Wednesday, November 26, 2008

Diorama

So I've been taking this class at the Y. I'm learning how to make museum dioramas! Here's my project.

I think the background painting is pretty good. I don't know, maybe it's too clean? Should I add a touch of...what? Poo? Trash? Air pollution? Something to mess it up, make it more real-looking?

The animals aren't quite right, I grant you that. I got the contours okay but their expressions are sorta stiff, not quite alive-looking. So yeah, I have to work on my taxidermy skills.

Suggestions?

20 comments:

USelaine said...

Yup. Reminds me of the Museum of Natural History alright. I wonder if you could get extra credit for working in a bubbling tar pit. Maybe some saber-teeth put on the critter in the foreground...

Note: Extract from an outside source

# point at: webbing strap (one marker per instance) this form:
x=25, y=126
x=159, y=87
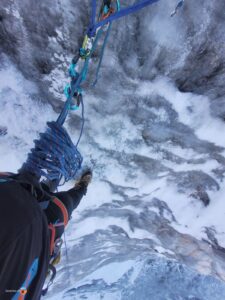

I hear mummy-dusting is another interesting workshop.

Dina said...

Really? *I* would sign up for mummy-dusting class.
Your diorama looks great to me, but then, I know little about art. I just now remember a traumatic incident in grade school. Each kid had to make a shoebox diorama about i forget what, but I didn't even know where to start.
So cool that there is a class for such things, and that you are taking it. Have fun!

VonRiesling said...

Tangent alert! Cropping on the dog's nose makes my spine tingle, but not in a good way.

Vanda said...

Do men on horses go with dioramas, or am I thinking of something else?

Jilly said...

gosh, I'm impressed Petrea! I love this. Almost a surrealist painting. I don't know how it works. Do you take a background and then add the dogs? If so, maybe turn the black dog around so he is facing the beautiful boxer? OR you need more distance - more space I should say - to the right of the black dog so they are both looking into the distance pondering the meaning of life - like where is the next bone coming from. I love it regardless.

Anonymous said...

A nice hobby but no dough. The display artist for the Autry Museum sits behind me in my Illustrator class.

John Sandel said...

I think one of them just blinked.

Susan C said...

I think you've been under the influence of PA.

Is your tongue in your cheek about the class at the Y?

Love this photo (or whatever it is).

John Sandel said...

Back for another look … I can't believe how realistic this is. The backdrop looks positively Pleistocene! I've had my browser open to your blog for almost 2 hours and neither specimen has so much as heaved a sigh … your preservative skills are impressive.

Anonymous said...

Cavemen! All shoebox dioramas need cavemen. Preferably with spears made of toothpicks and clay.

Some pine needles glued to the ground wouldn't go amiss, either.

A-. See me.

T Thompson said...

O_o

..wait a tic...

Anonymous said...

Stuffed or not, I bet they'll still eat.

Jane Hards Photography said...

I know of this medium, but I'm to much the purist photographer- spent to long in the profession. It's certainly intriguing and compels you to view in detail. Always interested in artforms of any description, will have to see more.

pasadenapio said...

I was invited to a doggie birthday party years ago in Eaton Canyon, where there were games (stupidist dog trick, downright dumbest dog, highest jump for a frisbee, etc.) I brought my two dogs and they had a wonderful time. The party favors were inspired!

Petrea Burchard said...

I didn't really put it up to fool you. I didn't think anyone would bite. It's an unaltered photo. Boz and Sprocket were staring at something. The light was amazing that day. To me it looked like a museum diorama.

Not everyone bit. VonRiesling caught the fault in the photo that made me hesitate to post it: I missed the tip of Sprocket's nose! Hey, VR: have you made the whole Route 66 trip? I've always wanted to.

I like Pasadena PIO's method of avoiding the subject altogether. A doggie birthday party is an excellent idea.

John Sandel said...

Still no motion from the primordial pooches.
Can it be they're fixated on an approaching glacier?
Have they spotted a faroff line of mastodons, trekking across the muskeg?
Or maybe their Cro-Magnon master summons them to scraps with a bone whistle …?
It's as if, deep in their kapok innards, they sense the creak of eons passing, as they pose, perfectly lit, in their airless vitrine … 'til late at night, some museum staffer in a smock grumbles through the diorama and touches a feather duster to one silicone schnoz …

Laurie Allee said...

What a marvelous capture. It really does look like a diorama! I remember actually trying to make one for my 6th grade science class. You know -- shoebox, little cotton balls, popcycle sticks. NOw I know what was missing... DOGS!

Tash said...

Ha-ha-ha-ha!
Once I stop laughing I might have some suggest... he-he...

USelaine said...

BK - It's the tar pits. They're watching the wooly mammoth sinking down, down, down...

Petrea Burchard said...

Elaine, today I was reminded of your comment about putting saber-teeth on Boz. I think the reason dogs have developed these nice, compact muzzles instead of big teeth is so they can Hoover the floor around the table at Thanksgiving dinner.